TRAVERSER LES IMPASSES DE LA VIE - Éditorial du dimanche 10 novembre 2019 - Trente-deuxième dimanche - Année C

dimanche 10 novembre 2019.

« Là où il y a une volonté, il y a une voie » : ce vieil adage popularisé par l’usage qu’en fit Churchill en pleine tourmente semble mis en échec dans les textes d’aujourd’hui. Le cas d’école exposé par les sadducéens illustre la possibilité qu’en dépit de tous les efforts un chemin s’avère absolument bouché. Sept tentatives, autant dire une infinité, n’y font rien : toute descendance est refusée à ce frère aîné mort trop tôt, ainsi d’ailleurs qu’à ses frères entraînés dans l’aventure. Décidément cette lignée devait s’éteindre selon ce que Dieu avait décrété, faut-il penser.

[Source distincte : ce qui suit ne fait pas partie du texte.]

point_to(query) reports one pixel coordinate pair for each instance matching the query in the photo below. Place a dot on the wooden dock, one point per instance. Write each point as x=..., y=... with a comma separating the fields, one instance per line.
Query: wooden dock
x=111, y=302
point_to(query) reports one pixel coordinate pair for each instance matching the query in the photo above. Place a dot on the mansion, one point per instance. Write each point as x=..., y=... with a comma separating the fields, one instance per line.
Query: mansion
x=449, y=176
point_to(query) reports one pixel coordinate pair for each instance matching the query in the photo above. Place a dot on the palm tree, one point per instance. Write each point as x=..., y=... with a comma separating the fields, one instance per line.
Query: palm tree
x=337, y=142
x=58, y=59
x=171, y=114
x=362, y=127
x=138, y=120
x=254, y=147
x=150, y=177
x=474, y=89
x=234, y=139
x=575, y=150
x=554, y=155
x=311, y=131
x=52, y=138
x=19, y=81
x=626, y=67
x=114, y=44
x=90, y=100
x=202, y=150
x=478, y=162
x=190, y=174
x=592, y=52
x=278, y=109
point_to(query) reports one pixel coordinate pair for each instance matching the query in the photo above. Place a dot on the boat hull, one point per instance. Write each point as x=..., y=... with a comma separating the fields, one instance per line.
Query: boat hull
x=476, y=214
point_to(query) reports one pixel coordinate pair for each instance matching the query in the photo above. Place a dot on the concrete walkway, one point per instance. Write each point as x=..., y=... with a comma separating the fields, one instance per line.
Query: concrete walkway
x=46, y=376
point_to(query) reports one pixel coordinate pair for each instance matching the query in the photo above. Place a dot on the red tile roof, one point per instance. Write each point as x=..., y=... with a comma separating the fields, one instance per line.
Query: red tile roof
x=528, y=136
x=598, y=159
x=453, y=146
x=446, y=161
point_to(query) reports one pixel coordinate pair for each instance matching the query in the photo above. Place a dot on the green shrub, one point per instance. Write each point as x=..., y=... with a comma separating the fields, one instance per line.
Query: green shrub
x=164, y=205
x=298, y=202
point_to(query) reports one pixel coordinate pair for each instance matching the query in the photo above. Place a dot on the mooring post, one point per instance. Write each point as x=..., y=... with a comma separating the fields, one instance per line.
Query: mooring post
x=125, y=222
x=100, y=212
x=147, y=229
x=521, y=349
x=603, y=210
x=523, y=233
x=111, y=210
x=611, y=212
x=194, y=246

Intentionnellement ou non, les adversaires de la résurrection évoquent ici le précédent des sept frères dont le livre des Martyrs d’Israël rapporte la fin terrible. Cette expérience est à la source de la foi juive en la résurrection : Dieu ne pourra manquer d’accorder à ces justes la vie qu’ils ont méritée. Mais les sadducéens, ne reconnaissant comme parole de Dieu que le Pentateuque, estimeront au contraire que leur sort signale une réprobation nécessairement divine, et donc forcément juste, en dépit de ce que les apparences donnent à penser.

La certitude que Dieu est fidèle n’est donc pas suffisante pour fonder la foi en la résurrection. Elle doit se compléter de la conviction que son amour a résolu de pardonner au pécheur au-delà de sept fois soixante-dix-sept fois, pourvu qu’il l’accepte. Seule la Pâque du Christ scelle cette espérance, avec sa Passion qui triomphe absolument du mal, et sa résurrection bienheureuse par laquelle il ouvre le premier la brèche traversant l’impasse absolue de la vie. « Dieu veut que tous les hommes soient sauvés » (1 Tm 2,4) : l’Écriture le dit et ne peut être abolie. Là où il y a cette Volonté, la voie sera libre et sûre pour quiconque ne refusera pas de la prendre.